The body’s design is self-correcting, but not self-sufficient, it needs cooperation from minerals, hydration, rest, etc. A diet rich in alkaline foods doesn’t override the body’s systems, it supports them.

Why it matters

When we look closer, this study depicts order built into creation. The body has a way of showing us that every system, no matter how strong, has limits. It can adapt for a while, but not forever.

Many of us live out of rhythm without realizing it, we eat what’s fast, rest when we can, and call it normal. Yet underneath, the body keeps working to bring balance back through body organs like kidneys filtering toxins, bones lending minerals, cells doing double duty to clean up what routine neglect leaves behind.

The main points here ought to remind us that, what we eat and how we live either supports the order God built or gradually wears it down.

When we live mostly on acid-forming foods and not enough color on the plate, the body has to work harder to protect us. But when we eat foods that help restore that balance especially from whole plant foods like fruits, vegetables, nuts, and seeds, as noticed in the research, we lighten the load, by cooperating with how the body was meant to work.

There’s something deeply spiritual about that kind of cooperation too. It’s not merely control, but respecting these temples (aka our bodies). We learn to stop treating health like a project to conquer, rather as a rhythm to keep.
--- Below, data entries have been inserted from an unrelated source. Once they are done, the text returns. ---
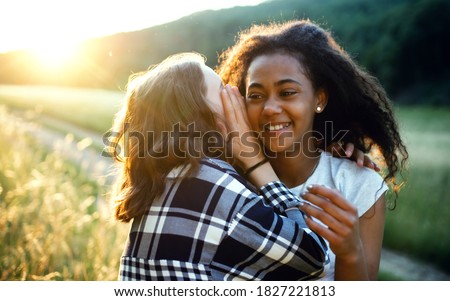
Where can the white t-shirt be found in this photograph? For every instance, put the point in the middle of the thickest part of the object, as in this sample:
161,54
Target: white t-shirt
359,185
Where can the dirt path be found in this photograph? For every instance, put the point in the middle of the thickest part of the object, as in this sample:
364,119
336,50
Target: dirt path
83,147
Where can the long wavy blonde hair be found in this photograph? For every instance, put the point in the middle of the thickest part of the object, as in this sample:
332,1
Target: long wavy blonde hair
159,103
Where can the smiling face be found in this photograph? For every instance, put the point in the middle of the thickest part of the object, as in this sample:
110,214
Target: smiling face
281,102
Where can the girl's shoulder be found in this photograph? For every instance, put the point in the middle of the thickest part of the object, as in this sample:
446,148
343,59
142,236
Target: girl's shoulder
360,185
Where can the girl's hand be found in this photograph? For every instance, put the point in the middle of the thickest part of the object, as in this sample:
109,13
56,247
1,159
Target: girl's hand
352,153
245,145
340,218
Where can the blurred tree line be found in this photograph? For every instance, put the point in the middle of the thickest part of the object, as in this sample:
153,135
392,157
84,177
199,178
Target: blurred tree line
402,42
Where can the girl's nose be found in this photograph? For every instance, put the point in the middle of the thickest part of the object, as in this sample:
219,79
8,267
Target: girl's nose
272,106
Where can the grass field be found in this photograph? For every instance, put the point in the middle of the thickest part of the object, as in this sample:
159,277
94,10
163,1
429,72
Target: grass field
51,229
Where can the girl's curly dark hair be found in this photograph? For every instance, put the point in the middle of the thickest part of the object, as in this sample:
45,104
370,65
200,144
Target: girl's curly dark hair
357,103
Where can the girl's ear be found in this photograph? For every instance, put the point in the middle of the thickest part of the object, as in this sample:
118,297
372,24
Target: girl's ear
322,100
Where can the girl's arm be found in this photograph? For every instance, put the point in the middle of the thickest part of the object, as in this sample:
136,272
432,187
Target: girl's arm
261,244
355,241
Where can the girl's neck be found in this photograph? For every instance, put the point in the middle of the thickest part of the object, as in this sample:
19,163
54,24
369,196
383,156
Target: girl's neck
294,171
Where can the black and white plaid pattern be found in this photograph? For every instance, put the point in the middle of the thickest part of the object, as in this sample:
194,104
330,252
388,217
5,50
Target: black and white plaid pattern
214,226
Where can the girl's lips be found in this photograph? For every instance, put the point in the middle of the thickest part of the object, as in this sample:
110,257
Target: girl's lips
275,127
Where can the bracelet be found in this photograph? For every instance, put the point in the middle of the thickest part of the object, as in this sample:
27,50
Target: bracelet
248,171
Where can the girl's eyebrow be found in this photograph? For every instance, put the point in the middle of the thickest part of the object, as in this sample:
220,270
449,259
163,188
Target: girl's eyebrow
278,83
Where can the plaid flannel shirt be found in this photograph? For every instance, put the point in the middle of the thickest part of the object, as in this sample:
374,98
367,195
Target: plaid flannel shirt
215,226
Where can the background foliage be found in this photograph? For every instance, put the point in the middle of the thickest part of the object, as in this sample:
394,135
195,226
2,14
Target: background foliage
402,42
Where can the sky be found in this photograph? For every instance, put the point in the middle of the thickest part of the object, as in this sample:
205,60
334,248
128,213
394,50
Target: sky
51,26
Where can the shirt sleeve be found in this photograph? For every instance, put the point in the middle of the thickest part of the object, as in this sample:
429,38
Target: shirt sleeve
267,245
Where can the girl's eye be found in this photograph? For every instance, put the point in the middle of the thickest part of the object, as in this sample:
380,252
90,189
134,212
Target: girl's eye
288,93
253,96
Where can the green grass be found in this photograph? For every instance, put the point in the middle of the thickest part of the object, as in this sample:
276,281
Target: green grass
418,226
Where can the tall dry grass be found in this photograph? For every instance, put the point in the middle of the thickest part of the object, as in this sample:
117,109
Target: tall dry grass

The same way healthy “Spiritual” habits like feeding on the word of God daily, anchors the soul, consistent “Healthy” eating habits anchor and strengthen the body.
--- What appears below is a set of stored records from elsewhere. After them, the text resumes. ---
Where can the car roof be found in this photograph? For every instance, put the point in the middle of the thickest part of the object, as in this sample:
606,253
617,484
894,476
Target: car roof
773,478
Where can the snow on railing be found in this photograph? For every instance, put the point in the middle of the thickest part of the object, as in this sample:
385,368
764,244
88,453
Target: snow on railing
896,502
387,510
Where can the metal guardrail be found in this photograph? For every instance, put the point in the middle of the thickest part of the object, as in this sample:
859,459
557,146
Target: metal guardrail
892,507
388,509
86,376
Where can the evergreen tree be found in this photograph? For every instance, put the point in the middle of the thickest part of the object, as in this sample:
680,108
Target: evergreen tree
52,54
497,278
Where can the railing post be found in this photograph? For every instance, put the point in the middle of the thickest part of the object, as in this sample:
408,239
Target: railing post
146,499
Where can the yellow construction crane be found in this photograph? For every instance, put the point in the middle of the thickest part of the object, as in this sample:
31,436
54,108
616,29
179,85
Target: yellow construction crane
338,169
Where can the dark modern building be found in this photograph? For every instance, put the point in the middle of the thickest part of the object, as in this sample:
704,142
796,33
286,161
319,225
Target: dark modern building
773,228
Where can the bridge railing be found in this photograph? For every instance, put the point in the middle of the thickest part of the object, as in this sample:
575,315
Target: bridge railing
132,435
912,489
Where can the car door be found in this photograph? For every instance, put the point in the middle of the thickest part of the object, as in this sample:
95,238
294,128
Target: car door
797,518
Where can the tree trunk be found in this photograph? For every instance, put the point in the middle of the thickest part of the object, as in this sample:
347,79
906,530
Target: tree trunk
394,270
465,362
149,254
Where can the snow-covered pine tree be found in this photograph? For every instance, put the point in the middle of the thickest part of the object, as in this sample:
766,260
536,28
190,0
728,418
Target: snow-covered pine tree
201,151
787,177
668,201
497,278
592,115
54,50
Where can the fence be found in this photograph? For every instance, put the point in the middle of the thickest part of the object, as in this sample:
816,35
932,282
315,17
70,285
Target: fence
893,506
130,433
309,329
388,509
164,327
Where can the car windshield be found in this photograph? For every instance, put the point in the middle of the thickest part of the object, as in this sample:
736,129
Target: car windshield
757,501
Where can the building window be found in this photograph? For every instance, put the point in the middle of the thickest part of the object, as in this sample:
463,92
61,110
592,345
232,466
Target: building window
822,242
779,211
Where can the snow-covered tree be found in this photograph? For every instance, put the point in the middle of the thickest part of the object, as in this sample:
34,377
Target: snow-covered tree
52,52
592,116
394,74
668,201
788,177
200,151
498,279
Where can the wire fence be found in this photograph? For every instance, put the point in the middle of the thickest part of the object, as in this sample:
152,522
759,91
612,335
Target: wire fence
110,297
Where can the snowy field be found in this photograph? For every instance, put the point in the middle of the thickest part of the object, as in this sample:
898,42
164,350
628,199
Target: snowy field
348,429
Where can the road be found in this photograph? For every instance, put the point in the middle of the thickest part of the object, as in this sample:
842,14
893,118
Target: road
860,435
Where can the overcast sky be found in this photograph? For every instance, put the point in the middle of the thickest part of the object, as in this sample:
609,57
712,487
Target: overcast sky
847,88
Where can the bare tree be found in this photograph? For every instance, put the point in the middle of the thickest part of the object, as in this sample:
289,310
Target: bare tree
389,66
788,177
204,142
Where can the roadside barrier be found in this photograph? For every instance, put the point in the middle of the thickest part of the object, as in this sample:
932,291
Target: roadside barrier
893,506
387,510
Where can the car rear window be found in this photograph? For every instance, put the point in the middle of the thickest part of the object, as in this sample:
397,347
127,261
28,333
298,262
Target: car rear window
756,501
And maybe that’s the bigger message here, health isn’t achieved through intensity but through alignment, doing the consistent, daily activities that let the systems God designed do what they were made to do.
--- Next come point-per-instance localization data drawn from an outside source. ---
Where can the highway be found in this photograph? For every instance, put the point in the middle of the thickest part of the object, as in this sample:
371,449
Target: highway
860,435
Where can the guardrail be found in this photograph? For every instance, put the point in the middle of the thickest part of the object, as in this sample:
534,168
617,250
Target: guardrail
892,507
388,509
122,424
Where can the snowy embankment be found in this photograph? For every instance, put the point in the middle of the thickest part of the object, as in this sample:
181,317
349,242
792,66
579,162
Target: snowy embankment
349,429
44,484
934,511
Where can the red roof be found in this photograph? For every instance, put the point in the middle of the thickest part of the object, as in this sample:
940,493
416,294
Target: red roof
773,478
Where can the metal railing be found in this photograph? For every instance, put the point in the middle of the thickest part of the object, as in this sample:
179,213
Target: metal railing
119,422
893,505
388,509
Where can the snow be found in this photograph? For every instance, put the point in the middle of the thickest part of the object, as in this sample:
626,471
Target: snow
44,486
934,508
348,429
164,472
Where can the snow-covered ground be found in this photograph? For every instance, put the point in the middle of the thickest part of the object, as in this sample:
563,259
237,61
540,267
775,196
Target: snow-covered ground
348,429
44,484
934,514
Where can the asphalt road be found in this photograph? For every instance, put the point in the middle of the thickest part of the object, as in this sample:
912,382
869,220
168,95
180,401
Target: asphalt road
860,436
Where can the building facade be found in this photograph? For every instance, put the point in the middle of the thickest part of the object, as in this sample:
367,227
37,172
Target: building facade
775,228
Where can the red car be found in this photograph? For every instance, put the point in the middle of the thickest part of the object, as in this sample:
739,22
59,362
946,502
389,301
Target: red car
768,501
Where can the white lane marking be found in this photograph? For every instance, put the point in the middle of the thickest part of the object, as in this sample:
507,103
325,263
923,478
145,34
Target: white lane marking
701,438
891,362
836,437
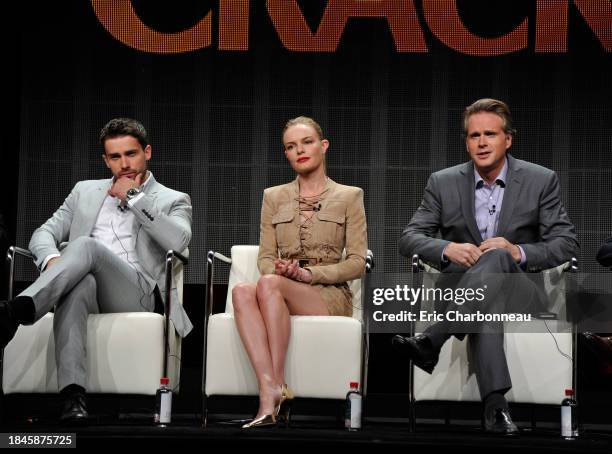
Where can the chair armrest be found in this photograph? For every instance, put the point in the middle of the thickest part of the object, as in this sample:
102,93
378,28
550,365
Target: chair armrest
11,254
369,261
171,254
210,272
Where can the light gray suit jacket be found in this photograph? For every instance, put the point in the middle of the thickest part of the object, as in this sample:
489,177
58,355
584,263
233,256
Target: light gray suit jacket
532,216
163,222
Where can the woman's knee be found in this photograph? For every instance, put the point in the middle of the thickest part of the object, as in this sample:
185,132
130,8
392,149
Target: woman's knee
243,296
268,284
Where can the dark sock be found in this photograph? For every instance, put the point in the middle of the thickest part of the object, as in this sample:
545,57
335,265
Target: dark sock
72,389
495,399
22,309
The wisdom - Philippians 3:9

It is not the strength of faith, but its simplicity, that brings the soul rest. We look too much to our faith, and too little to the object of faith.
Peace comes not from what we feel, but from what was done once and for all upon the cross.
The weakest hand that grasps Christ is safe.
The feeblest eye that looks to Him is sure of everlasting life.
We do not build our peace upon our own goodness, but upon the finished work of another, even of Him who cannot fail nor change.
The ground of our acceptance is outside of us, not within; it is what Christ has done, not what we are doing.
Therefore the peace He gives is unchangeable, as unchangeable as His righteousness itself.

The anchor

And be found in him, not having mine own righteousness, which is of the law, but that which is through the faith of Christ, the righteousness which is of God by faith.” Philippians 3:9

The ground of our acceptance is outside of us, not within, it is what Christ has done, not what we are doing.